Councillor Graham Sinclair is Chair of the Council’s Development and Infrastructure Committee. He said: “The figures presented in the annual report are a strong reflection of the benefits that can be reaped by making the most of all the business opportunities that are available through harbour operations in Orkney – market conditions and strong marketing and business development functions have come together to make this possible.
“I’d also pay tribute to our hardworking harbours staff, who’s strong record of safe and successful operations has cemented Orkney’s reputation as a force to be reckoned with in highly competitive international marine services circles.
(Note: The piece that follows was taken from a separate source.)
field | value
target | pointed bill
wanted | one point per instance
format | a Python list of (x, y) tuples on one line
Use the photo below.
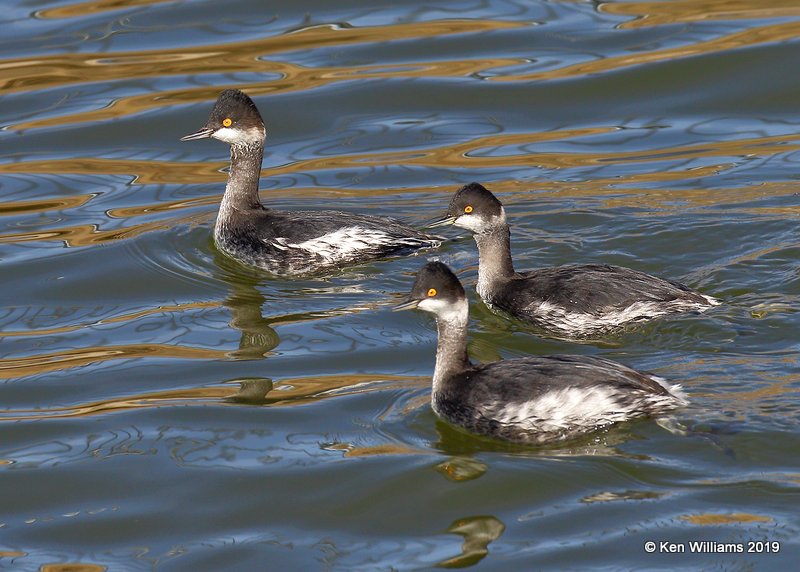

This is exemplified right across the team – from harbour operations staff who respond, often at just an hour’s notice, for STS services - to the Environmental unit who are often asked to report internationally on their work.
“The current surplus levels indicate that the Harbour Authority will continue to be in a financial position to contribute substantially to the reserves - but it is vital that we also use our funds to develop and maintain our harbours infrastructure to ensure that operations remain safe, that lifeline services and the more remote piers are not forgotten and to diversify activity to ensure that the harbour continues to be a major driver for Orkney.”
The Harbours Authority Annual Performance Report is available on the Orkney Islands Council website.